Louis entered college at a very early age, leaving a dreary blank in the household, which his joyous spirit had filled with sunshine.
It is not strange that under such circumstances the lonely widower should think of a successor to his lost wife, for Mittie needed a mother’s restraining influence and guardian care. Nor is it strange, with her indomitable self-will, she should resist the authority of a stranger. When her father announced his intention of bringing home a lady to preside over his establishment, claiming for her all filial respect and obedience, she flew into a violent passion, and declared she would never own her as a mother, never address her as such—that she would leave home and never return, before she would submit to the government of a stranger. Unwilling to expose the woman who had consented to be his wife to scenes of strife and unhappiness, Mr. Gleason, as the only alternative, resolved to send his daughter to a boarding-school, before his mansion received its new mistress. Mittie exulted in this arrangement, for a boarding-school was the Ultima Thule of her ambition, and she boasted to her classmates that her father was afraid of her, and that he dared not marry while she was at home. Amiable boast of a child!—especially a daughter.
Mr. Gleason was anxious to recall Helen, and place her at once under her new mother’s guardianship, but Mrs. Hazleton pleaded, and the blind Alice pleaded with the mute eloquence of her sightless eyes, and the young doctor pleaded; and Helen, after being summoned to welcome her new parent, and share in the wedding festivities, was permitted to return to her beloved Parsonage.
It was a beautiful spot—so rural, so retired, so far from the public road, so removed from noise and dust. It had such a serene, religious aspect, the traveler looking up the long avenue of trees, with a gradually ascending glance, to the unambitious, gray-walled mansion, situated at its termination, thought it must be one of the sweetest havens of rest that God ever provided for life’s weary pilgrim.
And so it was—and so Helen thought, when wandering with the blind Alice through the sequestered fields and wild groves surrounding the dwelling, or seated within the low, neat, white-washed walls, and listening to the mild, maternal accents of Arthur Hazleton’s mother.
It was a mild summer evening. The windows were all open, and the smell of the roses that peeped in through the casements, made sweeter as well as brighter by the dews of night, perfumed the whole apartment. Sometimes the rising breeze would scatter a shower of rose-leaves on the carpet, casting many a one on the heads of the young girls seated at a table, on either side of Mrs. Hazleton. Helen heeded not the petals that nestled in the hazel waves of her short, brown hair, but Alice, whose touch and hearing were made marvelously acute by her blindness, could have counted every rose-leaf that covered her fair, blonde ringlets.
They were both engaged in the same occupation—knitting purses—and no one could have told by the quick, graceful motions of the fingers of Alice, that they moved without one guiding ray from those beautiful blue eyes, that seemed to follow all their intricacies. Neither could any one have known, by gazing on those beautiful eyes, that the soul did not look forth from their azure depths. There was a soft dreaminess floating over the opaque orbs, like the dissolving mist of a summer’s morning, that appeared but the cloudiness of thought. Alice was uncommonly lovely.

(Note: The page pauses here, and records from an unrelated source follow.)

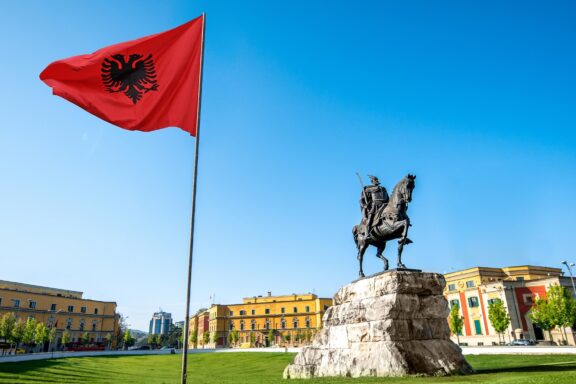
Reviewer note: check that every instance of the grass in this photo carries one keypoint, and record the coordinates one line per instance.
(267, 368)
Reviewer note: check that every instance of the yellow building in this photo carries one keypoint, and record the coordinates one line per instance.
(60, 308)
(289, 319)
(473, 290)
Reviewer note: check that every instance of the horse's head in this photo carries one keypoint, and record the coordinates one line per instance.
(406, 186)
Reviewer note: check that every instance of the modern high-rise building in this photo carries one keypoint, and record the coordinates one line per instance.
(160, 323)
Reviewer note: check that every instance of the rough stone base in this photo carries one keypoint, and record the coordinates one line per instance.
(390, 324)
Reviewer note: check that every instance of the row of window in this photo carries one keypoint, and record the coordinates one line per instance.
(267, 310)
(253, 326)
(16, 303)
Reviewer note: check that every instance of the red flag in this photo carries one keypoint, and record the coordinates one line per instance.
(144, 84)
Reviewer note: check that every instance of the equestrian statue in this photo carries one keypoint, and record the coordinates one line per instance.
(383, 218)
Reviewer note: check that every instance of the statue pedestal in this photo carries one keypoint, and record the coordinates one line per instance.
(390, 324)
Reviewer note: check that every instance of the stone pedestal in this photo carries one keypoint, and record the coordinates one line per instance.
(390, 324)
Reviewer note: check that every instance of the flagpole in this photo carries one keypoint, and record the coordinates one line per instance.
(193, 214)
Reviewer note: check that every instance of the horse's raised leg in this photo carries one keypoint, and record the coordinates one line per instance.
(362, 246)
(401, 242)
(381, 256)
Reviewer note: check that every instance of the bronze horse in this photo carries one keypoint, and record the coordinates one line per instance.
(391, 222)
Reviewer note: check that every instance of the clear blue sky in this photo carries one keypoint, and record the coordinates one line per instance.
(476, 98)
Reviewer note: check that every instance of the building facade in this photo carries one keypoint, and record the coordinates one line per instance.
(263, 321)
(160, 323)
(63, 309)
(517, 287)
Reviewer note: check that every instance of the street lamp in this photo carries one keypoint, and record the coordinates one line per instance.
(569, 267)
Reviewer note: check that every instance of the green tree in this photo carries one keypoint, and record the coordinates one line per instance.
(40, 334)
(541, 315)
(455, 321)
(194, 338)
(29, 330)
(562, 309)
(7, 324)
(65, 338)
(498, 317)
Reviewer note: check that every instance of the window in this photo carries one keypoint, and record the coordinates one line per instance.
(493, 301)
(473, 302)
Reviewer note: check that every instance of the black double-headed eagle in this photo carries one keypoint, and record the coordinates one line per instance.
(133, 77)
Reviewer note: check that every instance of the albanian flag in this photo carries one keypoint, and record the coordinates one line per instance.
(143, 85)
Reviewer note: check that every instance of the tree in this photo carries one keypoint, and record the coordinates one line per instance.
(498, 317)
(562, 308)
(7, 323)
(455, 321)
(65, 338)
(29, 329)
(194, 338)
(40, 335)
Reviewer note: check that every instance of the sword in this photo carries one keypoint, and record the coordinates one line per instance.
(362, 185)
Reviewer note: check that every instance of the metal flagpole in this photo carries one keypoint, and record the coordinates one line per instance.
(195, 177)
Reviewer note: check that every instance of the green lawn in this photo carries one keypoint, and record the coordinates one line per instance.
(267, 368)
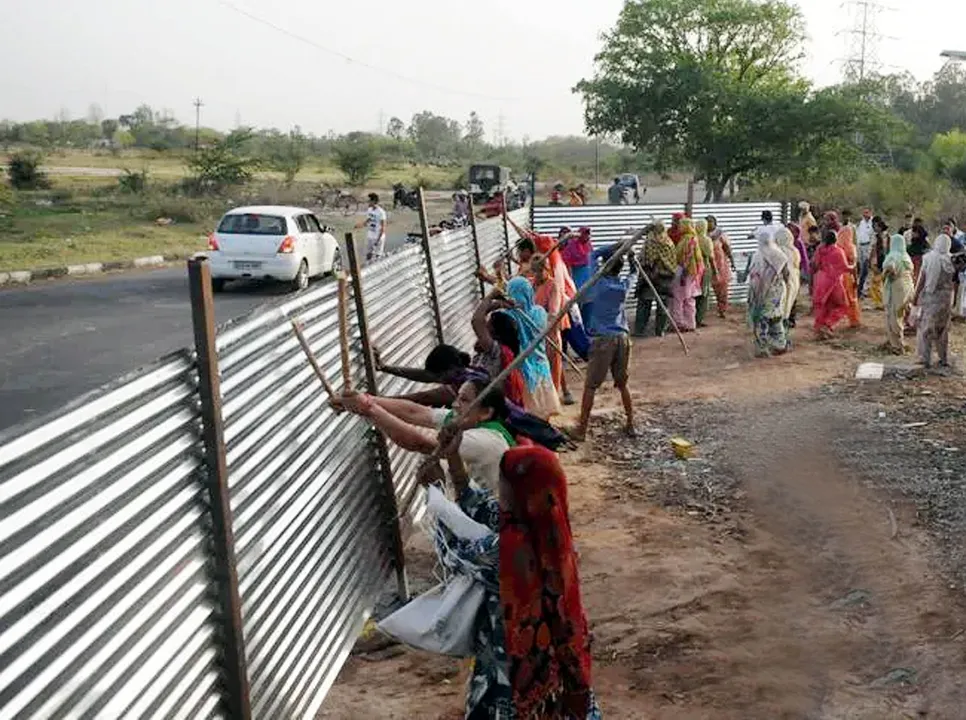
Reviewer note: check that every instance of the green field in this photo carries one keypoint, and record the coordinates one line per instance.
(86, 218)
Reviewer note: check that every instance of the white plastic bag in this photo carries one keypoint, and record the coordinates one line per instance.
(445, 511)
(441, 620)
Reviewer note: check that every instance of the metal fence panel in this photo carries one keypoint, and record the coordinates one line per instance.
(402, 326)
(454, 264)
(104, 600)
(738, 221)
(312, 540)
(492, 241)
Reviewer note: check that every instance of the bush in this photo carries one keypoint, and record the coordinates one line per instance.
(23, 169)
(222, 165)
(357, 159)
(133, 182)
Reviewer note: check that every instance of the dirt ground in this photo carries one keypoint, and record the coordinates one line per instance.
(808, 562)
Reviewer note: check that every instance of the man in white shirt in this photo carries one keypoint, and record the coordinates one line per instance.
(864, 236)
(375, 224)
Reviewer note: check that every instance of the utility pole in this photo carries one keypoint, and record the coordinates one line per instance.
(198, 105)
(597, 161)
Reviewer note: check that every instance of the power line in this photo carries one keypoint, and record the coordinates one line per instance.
(348, 59)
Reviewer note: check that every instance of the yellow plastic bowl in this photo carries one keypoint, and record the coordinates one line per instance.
(682, 448)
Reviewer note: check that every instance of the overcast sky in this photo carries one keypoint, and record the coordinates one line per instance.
(517, 58)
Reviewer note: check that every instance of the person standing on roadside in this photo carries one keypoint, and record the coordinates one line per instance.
(610, 350)
(865, 235)
(615, 193)
(375, 225)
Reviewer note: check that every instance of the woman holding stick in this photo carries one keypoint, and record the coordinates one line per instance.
(548, 295)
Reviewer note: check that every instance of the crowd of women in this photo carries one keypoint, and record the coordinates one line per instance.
(532, 644)
(837, 264)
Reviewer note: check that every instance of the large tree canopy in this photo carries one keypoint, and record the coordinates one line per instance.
(714, 84)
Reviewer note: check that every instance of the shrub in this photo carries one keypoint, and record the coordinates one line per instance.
(133, 182)
(23, 169)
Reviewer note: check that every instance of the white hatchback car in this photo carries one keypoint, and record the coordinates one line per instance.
(271, 243)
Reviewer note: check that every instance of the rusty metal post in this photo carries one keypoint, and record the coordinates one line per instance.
(533, 196)
(506, 232)
(434, 296)
(476, 245)
(382, 448)
(224, 571)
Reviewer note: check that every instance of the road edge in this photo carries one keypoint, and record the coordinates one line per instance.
(25, 277)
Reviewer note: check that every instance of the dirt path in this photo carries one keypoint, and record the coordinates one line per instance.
(789, 571)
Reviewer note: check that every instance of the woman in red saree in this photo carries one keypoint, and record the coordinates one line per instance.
(829, 267)
(846, 240)
(547, 635)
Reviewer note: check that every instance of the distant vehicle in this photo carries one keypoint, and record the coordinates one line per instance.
(487, 181)
(273, 242)
(632, 184)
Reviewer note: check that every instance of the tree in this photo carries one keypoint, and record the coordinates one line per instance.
(711, 84)
(289, 158)
(436, 137)
(223, 164)
(109, 127)
(396, 128)
(948, 153)
(475, 132)
(357, 158)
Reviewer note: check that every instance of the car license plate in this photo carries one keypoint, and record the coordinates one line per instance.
(247, 266)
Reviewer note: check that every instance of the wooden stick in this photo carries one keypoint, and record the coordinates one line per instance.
(297, 329)
(660, 303)
(343, 283)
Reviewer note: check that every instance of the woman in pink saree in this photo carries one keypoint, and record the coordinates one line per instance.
(687, 281)
(829, 268)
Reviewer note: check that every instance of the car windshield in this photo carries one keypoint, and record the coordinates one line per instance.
(252, 224)
(483, 173)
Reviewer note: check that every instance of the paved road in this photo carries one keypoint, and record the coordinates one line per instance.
(63, 338)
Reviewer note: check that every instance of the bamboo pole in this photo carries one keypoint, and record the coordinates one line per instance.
(343, 283)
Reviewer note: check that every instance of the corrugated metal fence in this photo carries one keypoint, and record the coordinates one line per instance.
(609, 223)
(108, 602)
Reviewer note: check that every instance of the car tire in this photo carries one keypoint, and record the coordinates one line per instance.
(301, 280)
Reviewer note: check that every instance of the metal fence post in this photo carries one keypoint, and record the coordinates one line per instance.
(382, 448)
(476, 245)
(216, 484)
(533, 196)
(433, 294)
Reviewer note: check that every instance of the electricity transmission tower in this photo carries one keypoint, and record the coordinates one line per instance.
(863, 38)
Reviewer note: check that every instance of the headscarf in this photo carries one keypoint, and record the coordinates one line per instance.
(783, 239)
(659, 254)
(767, 264)
(689, 250)
(547, 636)
(579, 250)
(937, 262)
(530, 320)
(704, 242)
(898, 260)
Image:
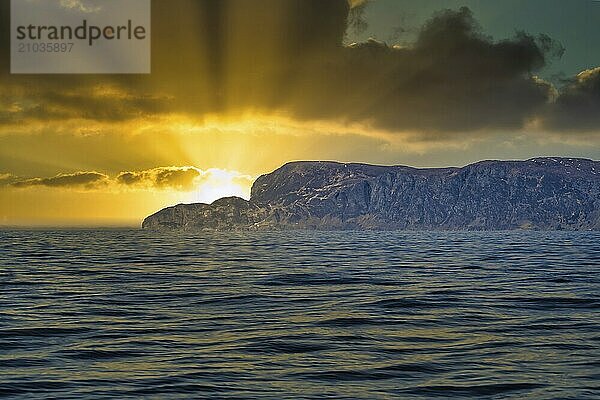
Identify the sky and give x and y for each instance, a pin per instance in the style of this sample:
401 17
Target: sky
240 87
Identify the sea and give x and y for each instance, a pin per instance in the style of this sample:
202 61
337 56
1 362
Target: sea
130 314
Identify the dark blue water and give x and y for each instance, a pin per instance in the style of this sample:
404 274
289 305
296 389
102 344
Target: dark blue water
130 314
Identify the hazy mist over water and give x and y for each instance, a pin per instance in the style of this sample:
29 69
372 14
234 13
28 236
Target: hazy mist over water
131 314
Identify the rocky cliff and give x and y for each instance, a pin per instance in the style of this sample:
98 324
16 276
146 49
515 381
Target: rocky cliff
541 193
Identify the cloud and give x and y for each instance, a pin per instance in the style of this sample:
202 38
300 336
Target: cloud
577 106
208 184
86 180
177 178
453 81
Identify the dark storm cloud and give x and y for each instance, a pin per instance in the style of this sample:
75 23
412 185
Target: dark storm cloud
230 56
87 180
577 108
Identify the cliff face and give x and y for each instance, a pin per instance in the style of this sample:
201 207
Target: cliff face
542 193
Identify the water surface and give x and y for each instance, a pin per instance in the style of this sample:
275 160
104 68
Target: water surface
88 314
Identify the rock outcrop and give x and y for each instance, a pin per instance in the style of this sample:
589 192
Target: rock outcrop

Her complexion had a kind of rosy fairness, indicative of the pure under-current which, on every sudden emotion, flowed in bright waves to her cheeks. This was a family peculiarity, and one which Helen remarked in the young doctor the first time she beheld him. Her profuse flaxen hair fell shadingly over her brow, and an acute observer might have detected her blindness by her suffering the fair locks to remain till a breeze swept them aside. They did not veil her vision. Mrs. Hazleton, with pardonable maternal vanity, loved to dress her beautiful blind child in a manner decorating to her loveliness. A simple white frock in summer, ornamented with a plain blue ribbon, constituted her usual holiday attire. She could select herself the color she best liked, by passing her hand over the ribbon, and though her garments and Helen’s were of the same size, she could tell them apart, from the slightest touch.